Les militaires ont essayé de trouver un soutien populaire. Ils ont montré les valises de billets trouvées dans les maisons de la famille Bongo ou chez certains dignitaires du régime. La presse est aussi plus libre, dévoile ce qui jusque-là était caché, et se permet même de critiquer l’ancien régime et ceux qui y participaient. Surtout, les retraites des fonctionnaires sont de nouveau payées, alors que ce n’était plus le cas depuis 2020 et que toutes les réclamations étaient violemment réprimées.
Mais le nouveau régime a aussi vite montré ce qu’il avait en tête. Ainsi, un décret a interdit à tous les membres du gouvernement dit de transition de se présenter à la future élection présidentielle, sauf au chef de la junte, Brice Oligui Nguema, alors qu’il dirigeait la garde présidentielle de Bongo ! Les militaires ont refusé de donner le pouvoir aux partis de l’opposition à Bongo, comme ceux-ci le demandaient au début du coup d’État. Nguema a rencontré le candidat de l’opposition, Albert Ondo Ossa, sans que leurs tractations soient révélées. Et depuis, ce politicien est devenu bien discret.
Par ailleurs, le chef de la junte a rencontré tous les dignitaires de l’ancien régime pour leur demander des conseils, paraît-il. Cela a été ressenti par beaucoup comme une provocation. Et les militaires n’ont pas entrepris de démarches pour toucher aux nombreux biens de la famille Bongo, en France notamment. D’autant plus que leur chef possède lui-même plusieurs maisons luxueuses aux États-Unis.

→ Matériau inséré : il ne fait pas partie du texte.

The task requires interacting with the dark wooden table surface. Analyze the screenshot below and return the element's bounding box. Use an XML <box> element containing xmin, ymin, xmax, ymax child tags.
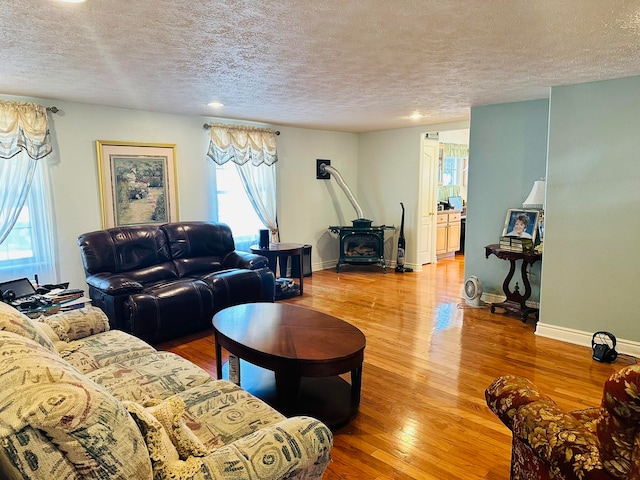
<box><xmin>250</xmin><ymin>242</ymin><xmax>304</xmax><ymax>300</ymax></box>
<box><xmin>213</xmin><ymin>303</ymin><xmax>366</xmax><ymax>427</ymax></box>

Surtout, si une grande partie des malversations des Bongo et consorts ont été révélées au grand jour, les militaires se gardent bien de dénoncer la domination de l’impérialisme, français notamment, et les énormes profits de Total dans le pétrole ou d’Eramet dans le manganèse. De nombreuses entreprises françaises continuent de s’enrichir grâce aux contrats très avantageux que la dictature leur avait concédés. L’ambassadeur de France est d’ailleurs le premier reçu par Nguema, qui a aussi eu une entrevue avec le directeur au Gabon du trust Eramet. Cela explique certainement le silence du gouvernement français sur ce coup d’État, les intérêts des capitalistes français sont toujours bien protégés.

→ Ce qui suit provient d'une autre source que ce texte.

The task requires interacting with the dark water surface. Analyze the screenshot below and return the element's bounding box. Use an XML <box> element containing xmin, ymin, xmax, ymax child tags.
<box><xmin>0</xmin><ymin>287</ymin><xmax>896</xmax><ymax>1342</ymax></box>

Si, en général, la population est satisfaite d’être débarrassée de la dictature de Bongo, elle n’a pas vraiment d’illusions sur les militaires au pouvoir. D’ailleurs, la presse gabonaise a rapporté des grèves contre les conditions de travail. La seule perspective pour que les choses changent réellement, ce serait que la classe ouvrière, importante au Gabon, notamment dans les mines, intervienne pour prendre son sort en main. Il n’y a en effet rien à attendre des chefs militaires, formés à la répression des révoltes populaires, et pas davantage des politiciens de l’opposition, qui ne rêvent que d’arriver au pouvoir pour s’enrichir en maintenant la population dans la misère.